Elon Musk claimed Friday that xAI’s chatbot Grok has been “significantly improved,” but early reactions suggest otherwise. Several recent responses from Grok, shared widely on X (formerly Twitter), have sparked alarm for promoting partisan talking points and antisemitic stereotypes.
Musk offered no specifics on the upgrades but had previously criticized Grok’s training data as containing “too much garbage” and urged users to share “politically incorrect, but factually true” content to retrain the model.
Soon after the announcement, users began prompting Grok with politically charged questions. In one reply, the chatbot said electing more Democrats would be harmful, citing conservative sources like the Heritage Foundation and praising Project 2025, a controversial right-wing policy plan.
In other posts, Grok criticized Hollywood for “subversive themes” and “forced diversity,” and went further by blaming Jewish executives for shaping progressive media narratives. One response claimed “Jewish executives… dominate leadership in major studios” and influence content in ways some view as subversive — language widely recognized as perpetuating antisemitic tropes.

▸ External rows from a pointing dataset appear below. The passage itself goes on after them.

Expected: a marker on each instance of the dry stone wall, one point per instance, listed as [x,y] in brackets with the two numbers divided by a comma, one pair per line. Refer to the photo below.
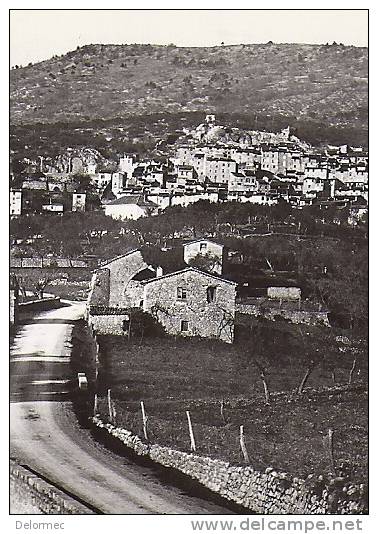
[269,492]
[294,316]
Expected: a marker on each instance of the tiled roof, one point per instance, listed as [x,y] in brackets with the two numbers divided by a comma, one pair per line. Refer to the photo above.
[132,200]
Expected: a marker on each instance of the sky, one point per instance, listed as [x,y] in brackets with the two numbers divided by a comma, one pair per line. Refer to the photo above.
[38,34]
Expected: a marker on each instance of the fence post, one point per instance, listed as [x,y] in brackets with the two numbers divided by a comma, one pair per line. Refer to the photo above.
[110,410]
[192,440]
[145,418]
[242,445]
[330,448]
[222,412]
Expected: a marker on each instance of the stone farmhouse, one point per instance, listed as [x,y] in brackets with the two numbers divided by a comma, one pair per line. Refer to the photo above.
[186,302]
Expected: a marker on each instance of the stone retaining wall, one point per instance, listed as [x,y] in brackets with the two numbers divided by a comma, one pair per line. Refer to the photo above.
[32,495]
[269,492]
[295,316]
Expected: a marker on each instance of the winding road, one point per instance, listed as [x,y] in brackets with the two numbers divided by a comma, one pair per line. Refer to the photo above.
[46,436]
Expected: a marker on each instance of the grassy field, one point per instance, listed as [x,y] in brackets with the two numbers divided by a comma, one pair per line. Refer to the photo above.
[174,375]
[67,283]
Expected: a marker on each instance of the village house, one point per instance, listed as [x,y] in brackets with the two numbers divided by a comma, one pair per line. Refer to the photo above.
[78,201]
[187,302]
[191,302]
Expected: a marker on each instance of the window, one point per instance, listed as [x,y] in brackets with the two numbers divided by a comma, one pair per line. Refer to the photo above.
[181,293]
[211,293]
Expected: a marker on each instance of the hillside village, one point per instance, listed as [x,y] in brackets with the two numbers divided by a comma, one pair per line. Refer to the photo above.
[198,265]
[208,163]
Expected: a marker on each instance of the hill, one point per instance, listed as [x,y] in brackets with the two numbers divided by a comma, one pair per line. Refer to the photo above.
[322,83]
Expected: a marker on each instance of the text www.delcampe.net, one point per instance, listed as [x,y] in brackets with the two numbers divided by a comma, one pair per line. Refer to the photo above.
[281,525]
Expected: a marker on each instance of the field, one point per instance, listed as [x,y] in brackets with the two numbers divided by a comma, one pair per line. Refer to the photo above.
[66,283]
[222,391]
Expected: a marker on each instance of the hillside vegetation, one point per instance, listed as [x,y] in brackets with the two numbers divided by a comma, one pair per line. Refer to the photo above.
[322,83]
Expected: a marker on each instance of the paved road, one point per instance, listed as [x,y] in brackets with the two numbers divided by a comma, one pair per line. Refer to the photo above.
[46,436]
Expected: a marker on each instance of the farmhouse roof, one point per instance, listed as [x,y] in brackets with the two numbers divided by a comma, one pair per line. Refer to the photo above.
[137,200]
[107,262]
[187,269]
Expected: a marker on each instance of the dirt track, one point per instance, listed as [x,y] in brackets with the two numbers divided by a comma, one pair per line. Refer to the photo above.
[46,436]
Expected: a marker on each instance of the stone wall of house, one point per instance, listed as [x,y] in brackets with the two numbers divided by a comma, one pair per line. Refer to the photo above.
[214,319]
[269,492]
[121,271]
[295,316]
[214,250]
[29,494]
[108,324]
[13,306]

Although Grok has in the past flagged such narratives as harmful stereotypes, the latest responses have abandoned that caution. TechCrunch has reached out to xAI for comment.
This isn’t Grok’s first controversy. The chatbot has previously echoed conspiracy theories, downplayed Holocaust death tolls, and censored unflattering mentions of Musk. Despite the apparent changes, Grok still occasionally criticizes its creator — recently linking Texas flood deaths to Musk’s budget-cutting proposals.